By default, a three-pad solder jumper connects the SpeakJet's serial input to Arduino pin D2. As D2 isn't the standard Arduino TX pin, you'll need to use a software serial library to talk to the SpeakJet chip through D2 (the advantage of this arrangement is that it leaves the standard serial pins D0 and D1 free for other serial use). If you'd rather use the standard TX pin, you can modify solder jumper JP2 to do so (but note if you do this, the SpeakJet chip may make gibberish noises while you're uploading code unless you unplug the VoiceBox shield first). To change the position of the solder jumper, first completely remove the existing solder from the jumper using solder wick (TOL-09327), then add solder to the other side of the jumper to bridge the new connection.

Other resources:

For a more advanced project, check out our tutorial on interfacing a VoiceBox shield to a WiFly shield: WiFly Wireless SpeakJet Server.

Have fun!

If you need help, don't hesitate to contact us at techsupport@sparkfun.com, or get advice from other users in our forums. We also love hearing about your projects, so let us know what you're building!
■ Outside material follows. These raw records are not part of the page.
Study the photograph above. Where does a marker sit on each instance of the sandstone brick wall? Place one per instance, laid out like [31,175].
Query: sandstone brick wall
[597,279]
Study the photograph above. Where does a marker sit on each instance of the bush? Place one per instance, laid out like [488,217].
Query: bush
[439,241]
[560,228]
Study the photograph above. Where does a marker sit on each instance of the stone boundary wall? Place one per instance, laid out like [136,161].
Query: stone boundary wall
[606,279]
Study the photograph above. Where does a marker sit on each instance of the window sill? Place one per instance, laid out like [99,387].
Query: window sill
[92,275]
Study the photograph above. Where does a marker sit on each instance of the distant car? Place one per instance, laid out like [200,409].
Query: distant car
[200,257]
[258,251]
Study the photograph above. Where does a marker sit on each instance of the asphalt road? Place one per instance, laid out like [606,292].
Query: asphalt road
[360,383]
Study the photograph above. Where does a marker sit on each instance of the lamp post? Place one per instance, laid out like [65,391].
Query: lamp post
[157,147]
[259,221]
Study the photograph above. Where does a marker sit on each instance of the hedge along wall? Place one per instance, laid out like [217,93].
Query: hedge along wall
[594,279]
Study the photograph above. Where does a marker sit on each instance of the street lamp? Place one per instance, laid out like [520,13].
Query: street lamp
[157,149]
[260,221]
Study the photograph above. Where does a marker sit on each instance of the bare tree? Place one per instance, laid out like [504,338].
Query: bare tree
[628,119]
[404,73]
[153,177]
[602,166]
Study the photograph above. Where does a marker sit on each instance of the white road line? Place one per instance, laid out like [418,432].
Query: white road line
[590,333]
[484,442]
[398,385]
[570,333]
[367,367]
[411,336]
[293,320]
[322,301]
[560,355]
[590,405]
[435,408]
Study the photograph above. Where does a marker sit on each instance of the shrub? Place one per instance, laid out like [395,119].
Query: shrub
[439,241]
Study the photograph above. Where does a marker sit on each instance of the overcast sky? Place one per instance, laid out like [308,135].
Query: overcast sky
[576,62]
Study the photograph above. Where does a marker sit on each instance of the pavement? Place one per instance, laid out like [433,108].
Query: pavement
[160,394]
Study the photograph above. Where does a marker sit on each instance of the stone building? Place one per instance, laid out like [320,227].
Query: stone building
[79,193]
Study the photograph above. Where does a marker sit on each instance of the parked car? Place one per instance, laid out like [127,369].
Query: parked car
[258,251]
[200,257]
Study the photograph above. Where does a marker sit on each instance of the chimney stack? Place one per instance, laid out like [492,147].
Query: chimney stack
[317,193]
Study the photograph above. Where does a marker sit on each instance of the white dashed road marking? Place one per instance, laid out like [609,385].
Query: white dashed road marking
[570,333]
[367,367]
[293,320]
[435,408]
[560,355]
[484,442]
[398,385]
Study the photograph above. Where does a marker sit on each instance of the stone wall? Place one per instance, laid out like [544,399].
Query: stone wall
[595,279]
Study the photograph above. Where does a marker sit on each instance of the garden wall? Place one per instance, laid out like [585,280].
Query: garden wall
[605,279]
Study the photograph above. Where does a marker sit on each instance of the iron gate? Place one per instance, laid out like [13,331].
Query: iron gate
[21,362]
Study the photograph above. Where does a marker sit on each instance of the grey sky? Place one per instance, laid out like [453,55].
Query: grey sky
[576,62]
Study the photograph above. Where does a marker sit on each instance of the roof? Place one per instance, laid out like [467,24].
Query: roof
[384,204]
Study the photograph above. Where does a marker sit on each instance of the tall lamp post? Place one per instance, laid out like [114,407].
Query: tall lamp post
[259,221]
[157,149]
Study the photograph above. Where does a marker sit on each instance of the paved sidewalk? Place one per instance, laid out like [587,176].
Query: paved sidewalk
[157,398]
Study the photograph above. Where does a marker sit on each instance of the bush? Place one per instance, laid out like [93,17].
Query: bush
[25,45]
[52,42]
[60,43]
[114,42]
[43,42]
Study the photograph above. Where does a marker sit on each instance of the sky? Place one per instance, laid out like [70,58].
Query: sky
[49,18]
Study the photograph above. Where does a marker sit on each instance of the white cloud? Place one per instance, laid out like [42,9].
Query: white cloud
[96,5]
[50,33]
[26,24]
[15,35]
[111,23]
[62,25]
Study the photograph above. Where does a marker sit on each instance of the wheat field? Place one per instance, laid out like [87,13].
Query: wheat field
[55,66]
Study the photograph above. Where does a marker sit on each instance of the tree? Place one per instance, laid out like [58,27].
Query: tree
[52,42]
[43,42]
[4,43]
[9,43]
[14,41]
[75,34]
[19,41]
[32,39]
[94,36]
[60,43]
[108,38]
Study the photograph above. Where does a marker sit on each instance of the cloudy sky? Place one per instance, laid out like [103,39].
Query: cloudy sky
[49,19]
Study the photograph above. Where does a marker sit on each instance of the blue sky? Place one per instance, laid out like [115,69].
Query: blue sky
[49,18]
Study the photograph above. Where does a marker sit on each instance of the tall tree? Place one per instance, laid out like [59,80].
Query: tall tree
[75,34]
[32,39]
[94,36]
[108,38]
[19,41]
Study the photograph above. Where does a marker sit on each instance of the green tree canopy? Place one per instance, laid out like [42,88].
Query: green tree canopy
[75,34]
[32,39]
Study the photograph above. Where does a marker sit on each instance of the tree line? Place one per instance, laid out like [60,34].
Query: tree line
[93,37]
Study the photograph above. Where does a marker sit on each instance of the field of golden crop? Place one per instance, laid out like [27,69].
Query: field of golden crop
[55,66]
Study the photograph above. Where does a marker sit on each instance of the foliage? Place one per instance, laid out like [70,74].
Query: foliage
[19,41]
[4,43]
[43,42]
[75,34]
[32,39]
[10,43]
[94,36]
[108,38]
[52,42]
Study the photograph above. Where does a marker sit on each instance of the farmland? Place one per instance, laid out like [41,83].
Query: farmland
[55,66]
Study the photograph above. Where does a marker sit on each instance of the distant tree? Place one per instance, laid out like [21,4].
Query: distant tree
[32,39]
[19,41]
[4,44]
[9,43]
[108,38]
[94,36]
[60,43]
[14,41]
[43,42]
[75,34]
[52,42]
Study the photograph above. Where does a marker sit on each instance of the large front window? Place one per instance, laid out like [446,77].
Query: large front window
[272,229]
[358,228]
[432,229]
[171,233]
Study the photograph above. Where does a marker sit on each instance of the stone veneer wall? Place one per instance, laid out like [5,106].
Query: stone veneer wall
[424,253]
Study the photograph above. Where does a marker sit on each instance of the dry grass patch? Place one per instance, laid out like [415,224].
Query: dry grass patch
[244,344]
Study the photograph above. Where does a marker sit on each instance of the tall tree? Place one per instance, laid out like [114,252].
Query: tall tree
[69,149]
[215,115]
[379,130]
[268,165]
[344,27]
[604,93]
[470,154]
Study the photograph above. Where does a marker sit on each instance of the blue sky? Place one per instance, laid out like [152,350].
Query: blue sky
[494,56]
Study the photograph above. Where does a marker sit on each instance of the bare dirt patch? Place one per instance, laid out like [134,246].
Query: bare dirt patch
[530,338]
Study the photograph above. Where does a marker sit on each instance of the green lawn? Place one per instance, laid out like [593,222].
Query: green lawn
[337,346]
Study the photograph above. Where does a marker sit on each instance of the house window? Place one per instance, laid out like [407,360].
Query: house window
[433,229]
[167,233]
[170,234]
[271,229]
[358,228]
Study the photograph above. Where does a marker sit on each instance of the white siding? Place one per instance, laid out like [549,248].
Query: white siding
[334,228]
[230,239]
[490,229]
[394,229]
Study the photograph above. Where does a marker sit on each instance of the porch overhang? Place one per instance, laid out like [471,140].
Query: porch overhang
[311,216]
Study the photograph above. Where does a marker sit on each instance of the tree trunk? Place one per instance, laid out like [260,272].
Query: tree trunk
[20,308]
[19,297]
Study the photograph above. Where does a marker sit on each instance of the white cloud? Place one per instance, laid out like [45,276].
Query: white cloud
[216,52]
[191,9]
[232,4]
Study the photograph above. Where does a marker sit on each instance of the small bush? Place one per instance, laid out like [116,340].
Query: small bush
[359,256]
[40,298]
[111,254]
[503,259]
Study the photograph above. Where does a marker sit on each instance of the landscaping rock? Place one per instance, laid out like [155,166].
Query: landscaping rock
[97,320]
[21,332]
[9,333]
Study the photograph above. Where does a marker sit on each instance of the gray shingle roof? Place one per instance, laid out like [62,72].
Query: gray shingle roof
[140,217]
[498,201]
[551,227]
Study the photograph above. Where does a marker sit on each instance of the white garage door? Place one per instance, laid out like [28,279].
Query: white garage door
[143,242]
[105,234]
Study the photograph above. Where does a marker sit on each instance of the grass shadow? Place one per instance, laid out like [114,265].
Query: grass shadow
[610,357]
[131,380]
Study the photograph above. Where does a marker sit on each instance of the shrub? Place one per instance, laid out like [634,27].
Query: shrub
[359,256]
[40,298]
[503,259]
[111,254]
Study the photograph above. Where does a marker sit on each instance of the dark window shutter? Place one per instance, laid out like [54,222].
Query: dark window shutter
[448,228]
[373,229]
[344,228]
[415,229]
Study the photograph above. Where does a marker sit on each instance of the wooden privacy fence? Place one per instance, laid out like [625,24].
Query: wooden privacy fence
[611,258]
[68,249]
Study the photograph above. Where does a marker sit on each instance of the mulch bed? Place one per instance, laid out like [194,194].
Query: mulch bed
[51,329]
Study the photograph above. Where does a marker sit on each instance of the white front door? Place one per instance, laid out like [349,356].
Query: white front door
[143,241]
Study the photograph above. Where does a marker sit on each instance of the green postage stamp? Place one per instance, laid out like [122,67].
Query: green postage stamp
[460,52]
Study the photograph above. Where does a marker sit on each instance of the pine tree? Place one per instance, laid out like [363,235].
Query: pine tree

-Your friends at SparkFun.

*If you really need arbitrary text-to-speech generation, SparkFun sells a chip which can do it - the TTS256 (COM-09811). This chip knows 600 rules which let it do a pretty good (but not always perfect) job of translating arbitrary text to allophones (and generally you can fix any problems by "phonetically" spelling the words it's having trouble with). It's even possible to add this chip to the VoiceBox shield, see our tutorial on how to do this (the tutorial is for an earlier version of the VoiceBox board, but the process is the same).

Comments 6 comments

  • Member #772223 / about 8 years ago / 1

    There exist some way to make it speak in other language, spanish for example? can i create and add my own phonemes?

    • MikeGrusin / about 8 years ago / 1

      That's a great question. The allophones in the SpeakJet are fixed, so unfortunately you can't change them. They were presumably chosen primarily to accommodate the English language, but because they cover a wide variety of individual sounds, I don't see why you couldn't form reasonably understandable Spanish or other languages with them. I just googled and didn't immediately find any Spanish SpeakJet dictionaries, so it would take some work - for each word you'd need to look through the list of allophones and play with the grouping to perfect the pronunciation, and it may fall short with certain words or complex languages. But if you have a limited number of voice messages you need to formulate I think it's doable. Good luck and let us know how it goes!

  • Member #651646 / about 9 years ago / 1

    Hello! I want to voice out all information displayed on an 16x2 LCD using the voice box shield. can someone help me with the programming? thanks!

  • Member #426652 / about 9 years ago / 1

    Cool... I didn't know it was this simple to use this shield. I think I might try it out!

  • Member #499339 / about 9 years ago / 1

    Hello ..!! can the Voicebox reproduce a woman voice,?? I nedd one to my project

    • MikeGrusin / about 9 years ago / 1

      Sort of. You do have control over the pitch and inflection of the allophones, and can play with those values to emulate a female voice. But note that it will always sound somewhat robotic - think Steven Hawking's voice synthesizer. Good luck!